【事例29】双極性障害|障害共済年金2級(過去にアルコール依存症だった事例)

双極性障害|障害共済年金2級

対象者の基本データ

病名 双極性障害(そうきょくせいしょうがい)
性別 女性
支給額 年額 約202万円
障害の状態
  • アルコール依存症であったが、現在は断酒している
  • 意欲低下が著しく自宅に引きこもっている
  • 身のまわりの事さえ家族の支援を要する
  • 症状増悪のため退職し、以降は無職
  • 精神障害者保健福祉手帳は持っていない
申請結果 障害共済年金2級

 

ご相談までの経緯

地方公務員として働いていたご相談者さまは、40歳頃より過労やストレス等から抑うつ状態となり、それを紛らわすためお酒を呑むようになったそうです。

しかし症状は変わらず飲酒量も増えたことから、メンタルクリニックを受診し『うつ病』として治療を開始しました。

症状は一時軽快したものの、41歳の時に職場で異動がありこれを機にストレスが増加。

一気に症状が悪化し飲酒量も増えた結果、病院にてアルコール依存症と診断されたそうです。

以降、症状は一喜一憂し、就労も休職と復職を繰り返す状態となりました。

そんな中、アルコール依存治療を受けられる病院へと転医したところ、46歳の時に断酒に成功しました。

これで症状が改善すると思ったのですが、うつ病が軽快することは無く、就労困難となり職場を退職。

以降は自宅に引きこもる状態が続いており、現在、生活は家族の支援により成り立っている状況との事でした。

家族に頼っている状況に自責の念が強くなるも、とても働ける状況にないとの事で、障害年金を受給したいと当事務所にご相談がありました。

 

申請結果

障害年金ではアルコール依存による障害も対象となっていますが、実態としては認定を得ることはなかなか難しく、不支給となるケースが多くあります。

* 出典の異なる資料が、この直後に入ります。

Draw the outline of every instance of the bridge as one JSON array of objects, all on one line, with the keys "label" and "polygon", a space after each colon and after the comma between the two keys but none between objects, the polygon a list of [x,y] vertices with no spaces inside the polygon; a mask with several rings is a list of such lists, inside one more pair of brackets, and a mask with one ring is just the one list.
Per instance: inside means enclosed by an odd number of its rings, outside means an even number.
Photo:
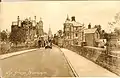
[{"label": "bridge", "polygon": [[77,53],[55,45],[52,49],[35,48],[0,55],[0,75],[2,78],[117,77]]}]

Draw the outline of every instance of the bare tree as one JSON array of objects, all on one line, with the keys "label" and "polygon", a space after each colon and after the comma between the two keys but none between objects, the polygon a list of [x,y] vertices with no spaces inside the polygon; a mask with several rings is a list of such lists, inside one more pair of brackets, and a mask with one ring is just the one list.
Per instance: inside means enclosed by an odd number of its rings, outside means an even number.
[{"label": "bare tree", "polygon": [[115,22],[113,22],[114,24],[118,23],[120,25],[120,12],[116,13],[115,17]]},{"label": "bare tree", "polygon": [[18,43],[26,41],[26,32],[22,28],[18,28],[10,33],[9,39],[12,43],[15,43],[17,47]]},{"label": "bare tree", "polygon": [[114,16],[114,21],[108,22],[108,24],[110,26],[115,26],[116,24],[120,25],[120,12],[116,13],[116,15]]},{"label": "bare tree", "polygon": [[116,28],[114,29],[114,31],[115,31],[115,33],[116,33],[117,35],[120,35],[120,28],[116,27]]}]

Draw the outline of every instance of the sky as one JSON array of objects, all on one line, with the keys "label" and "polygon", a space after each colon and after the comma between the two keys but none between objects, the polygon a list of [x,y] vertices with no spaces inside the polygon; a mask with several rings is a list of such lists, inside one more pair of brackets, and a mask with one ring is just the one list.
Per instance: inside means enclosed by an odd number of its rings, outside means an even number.
[{"label": "sky", "polygon": [[120,1],[23,1],[2,2],[0,11],[0,29],[11,30],[12,21],[26,17],[37,16],[43,21],[43,28],[48,32],[49,25],[52,33],[63,30],[63,23],[67,18],[75,16],[76,21],[89,23],[92,26],[101,25],[102,29],[109,31],[108,22],[114,21],[116,13],[120,12]]}]

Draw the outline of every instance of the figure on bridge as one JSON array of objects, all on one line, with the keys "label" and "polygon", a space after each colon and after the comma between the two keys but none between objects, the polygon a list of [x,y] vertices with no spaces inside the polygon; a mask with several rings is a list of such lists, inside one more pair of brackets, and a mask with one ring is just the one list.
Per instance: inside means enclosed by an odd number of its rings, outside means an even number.
[{"label": "figure on bridge", "polygon": [[38,48],[41,47],[41,40],[38,40]]}]

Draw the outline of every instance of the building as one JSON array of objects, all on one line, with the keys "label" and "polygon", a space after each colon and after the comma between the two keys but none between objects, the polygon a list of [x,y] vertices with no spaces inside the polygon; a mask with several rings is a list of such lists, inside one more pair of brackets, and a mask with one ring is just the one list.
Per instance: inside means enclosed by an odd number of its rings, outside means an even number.
[{"label": "building", "polygon": [[37,23],[36,25],[37,27],[37,36],[43,36],[44,35],[44,31],[43,31],[43,21],[40,18],[40,21]]},{"label": "building", "polygon": [[91,28],[91,24],[89,24],[88,29],[84,30],[84,34],[87,46],[98,46],[100,34],[97,28]]},{"label": "building", "polygon": [[55,45],[58,45],[58,36],[56,35],[56,34],[54,34],[54,38],[53,38],[53,43],[55,44]]},{"label": "building", "polygon": [[52,39],[53,38],[53,35],[52,35],[52,31],[51,31],[51,28],[49,26],[49,30],[48,30],[48,39]]},{"label": "building", "polygon": [[84,24],[76,22],[75,16],[71,17],[71,20],[67,16],[64,23],[64,45],[81,45],[84,35]]},{"label": "building", "polygon": [[34,41],[35,38],[39,38],[40,36],[44,35],[43,31],[43,21],[40,19],[39,22],[36,21],[36,16],[34,16],[34,19],[31,20],[29,17],[20,20],[20,17],[17,17],[17,21],[12,22],[11,26],[11,32],[18,31],[18,30],[24,30],[26,34],[26,41]]}]

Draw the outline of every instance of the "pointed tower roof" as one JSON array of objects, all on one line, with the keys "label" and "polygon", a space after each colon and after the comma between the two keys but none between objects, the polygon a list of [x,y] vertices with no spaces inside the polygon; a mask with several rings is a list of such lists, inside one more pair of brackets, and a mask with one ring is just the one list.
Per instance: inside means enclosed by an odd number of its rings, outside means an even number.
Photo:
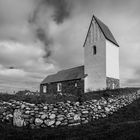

(ポイント①)

また断酒しても精神症状がある場合は認定されることもありますが、断酒して間もないと、上記同様に不支給となることがあります。

ご相談者さまの場合、現在は断酒していますが、アルコール依存歴があったことから、申請内容によっては不支給となる可能性があった為、対策を必要としました。

対策として『断酒している事実』と『断酒を開始した時期』を診断書に明記し、現在の精神障害が飲酒によるものでないことを主張しました。

また、申立書における発病からこれまでの経緯について、症状・就労状況・日常生活への支障等を記載するとともに、断酒に至るまでの経緯も明らかとし、より詳細な背景を申立てていきました。

その結果、アルコール依存が審査に影響することは無く『障害年金3級』と、無事に認定がなされました。

しかしご相談者さまの障害程度は、身のまわりの事もままならない程であり、到底3級にとどまるとは思えません。

申請内容と審査結果があまりに解離していることから、審査した共済組合に申立てを行ったところ等級が3級から『2級』へと変更されることとなりました。

 

【ポイント1】アルコール依存症と障害年金

障害年金ではアルコール依存症も支給の対象とされています。(※精神病の症状がない急性中毒や、明らかな身体依存が無い場合は障害年金の対象外となります。)

ただし、実際の審査の傾向を見てみるとアルコール依存症での認定は非常に厳しいのが現状です。

過去にはアルコールの飲酒量のアンケートが厚生労働省から送付されたという事例もあります。

これは、過去の専門家会合にて、委員から「お酒が原因で悪くなっている人を税金や保険料で救済するのは問題がある」という意見が出たことと関係している可能性があります。

 

【ポイント2】障害共済年金の手続きについて

初診日の段階で共済年金に加入していた場合、障害共済年金での請求となります。

障害共済年金による請求の場合、一般的な基礎年金や厚生年金の請求と比べて、必要な書類や提出のタイミングが異なる事があります。

まずは加入していた共済組合へ連絡して手続きの方法を確認してから着手することとなります。